Queixando-se de abandono e cobrando providências de órgãos públicos, moradores do Bairro Coração Eucarístico, na Região Noroeste de Belo Horizonte, denunciam negligência nos serviços de segurança, fiscalização e no cumprimento do Código de Posturas do Município. As queixas, segundo os moradores, extrapolam o episódio ocorrido na madrugada de sábado, quando, em uma calourada organizada por estudantes em um bar no entorno da PUC Minas, houve tumulto, bloqueio de ruas, uso de drogas e sexo em via pública, além de acidente de trânsito e muitas brigas, entre elas a que resultou no assassinato de Daniel de Melo Vianna, enterrado ontem. “Temos problemas sempre. Nas calouradas, eles apenas se potencializam e o bairro vira terra sem lei”, afirma o presidente da associação de moradores, Walter Freitas. Responsável pelo policiamento no bairro, a 9ª Cia da PM admitiu ter sido surpreendida com um público tão grande para um evento não informado com antecedência, nem autorizado. Comandante de setor, o tenente Rafael Botelho adiantou que a corporação tentará barrar a realização de festa semelhante, comunicada à companhia de forma extraoficial e programada para a próxima sexta-feira.
Como explicam os moradores, as calouradas, com público que chega a aproximadamente 5 mil pessoas, ocorrem de modo geral em vários dias do início e término de semestres, e também em datas pré-feriado e no Carnaval. Eles afirmam que praticamente todos os bares do entorno imediato da PUC cometem irregularidades e que já é “cultural” infringir a lei na região. “Somos um bairro universitário e não vejo outras áreas de BH que também têm faculdades sofrer tanto como sofremos aqui. O resultado dessas festas é sempre o mesmo: tumulto, brigas, sujeira, som alto, gente fazendo sexo na rua, urinando no portão das casas, usando drogas. O problema é que ninguém faz nada”, afirma a administradora Danielle Salgado, vizinha da PUC Minas e do Bar do Kareca, onde o jovem foi assassinado.
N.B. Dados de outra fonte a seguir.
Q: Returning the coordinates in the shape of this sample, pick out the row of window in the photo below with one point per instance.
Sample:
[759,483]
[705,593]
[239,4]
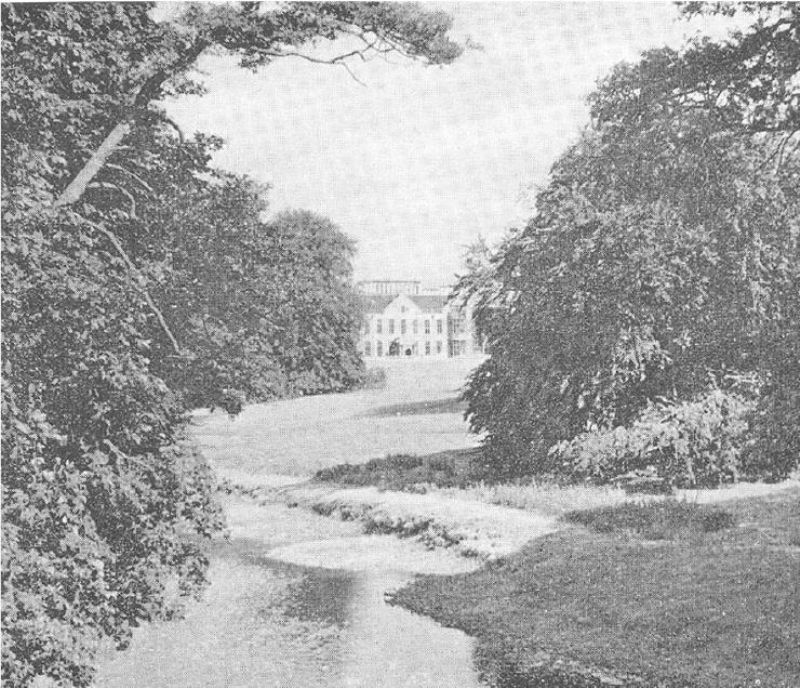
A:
[403,326]
[394,349]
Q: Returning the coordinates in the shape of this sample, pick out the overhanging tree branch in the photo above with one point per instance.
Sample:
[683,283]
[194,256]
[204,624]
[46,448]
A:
[137,279]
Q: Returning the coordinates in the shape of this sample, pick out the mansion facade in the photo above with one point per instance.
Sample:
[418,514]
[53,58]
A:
[401,320]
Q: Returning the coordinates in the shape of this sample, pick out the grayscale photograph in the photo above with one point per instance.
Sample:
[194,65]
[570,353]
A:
[401,345]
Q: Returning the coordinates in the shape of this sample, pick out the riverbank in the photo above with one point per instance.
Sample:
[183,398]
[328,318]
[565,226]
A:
[578,608]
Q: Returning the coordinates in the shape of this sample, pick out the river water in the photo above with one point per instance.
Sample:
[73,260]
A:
[296,599]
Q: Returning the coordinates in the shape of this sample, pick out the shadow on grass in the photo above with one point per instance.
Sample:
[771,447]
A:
[663,520]
[417,408]
[455,468]
[711,609]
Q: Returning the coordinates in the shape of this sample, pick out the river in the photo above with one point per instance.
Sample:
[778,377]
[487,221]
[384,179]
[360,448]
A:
[297,599]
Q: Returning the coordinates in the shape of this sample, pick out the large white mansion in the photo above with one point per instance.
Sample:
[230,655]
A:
[401,320]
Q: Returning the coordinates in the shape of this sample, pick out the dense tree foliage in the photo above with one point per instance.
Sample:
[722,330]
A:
[110,310]
[663,260]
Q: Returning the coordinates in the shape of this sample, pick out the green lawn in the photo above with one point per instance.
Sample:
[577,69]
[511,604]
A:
[695,608]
A moradora diz colecionar protocolos da BHTrans, nos quais solicita reboque de carros parados de forma irregular nas ruas do entorno de casa. Um dos pontos mais críticos, segundo ela, é no cruzamento da Avenida Dom José Gaspar com Rua Dom João Pimenta, por onde circulam ônibus e viaturas do Samu. “Os veículos não têm como passar, pois os carros param até do lado em que é proibido e bloqueiam o trânsito. A gente chama o reboque, mas na maioria das vezes ninguém vem”, afirma, lembrando ainda ter ligado inúmeras vezes na noite da última sexta-feira para a PM. “A resposta era sempre a mesma: ‘Não temos viatura no momento’. Lamentável”, criticou.
Críticas à universidade
Também morador do bairro, o engenheiro Carlos Alberto Carvalho, de 56 anos, confirma os problemas, que podem ser vistos da janela de seu apartamento, e afirma que, além da ausência de intervenção do poder público, a própria PUC é omissa na solução dos transtornos. “A universidade pode até não ser a promotora dessas festas, mas os alunos que vêm aqui estão no bairro por causa da instituição. Outros são convidados via redes sociais, sem nenhum controle. A direção precisa atuar também junto à comunidade, o que não tem feito”, afirmou, criticando a nota enviada à imprensa pela instituição no sábado, na qual a PUC afirma manter diálogo com a população do entorno. Ontem, por meio do pró-reitor de Logística e Infraestrutura, Rômulo Albertini, a instituição informou que também está preocupada com a situação e se comprometeu a liderar um movimento junto ao poder público para enfrentar o problema, além de procurar a comunidade.
O tenente Rafael Botelho afirmou que a reclamação da comunidade é justa, diante das várias infrações, delitos e acidentes que foram registrados na última festa. “Atendemos dentro da capacidade do nosso efetivo. Conduzimos pessoas por diversas ocorrências de agressão. Houve também um grave acidente de trânsito, em que o motorista bateu em cinco veículos, quase atropelou uma pessoa e correu risco de ser linchado. Emitimos muitas multas de trânsito e realizamos prisões. Mais tarde, houve reforço, com policiamento especializado”, afirmou. A corporação informou que vai reforçar o monitoramento de calouradas.
O Estado de Minas tentou contato com representantes da Prefeitura de BH e com a BHTrans, mas ninguém foi localizado. O dono do Bar do Kareca também foi procurado, mas não atendeu às ligações da reportagem.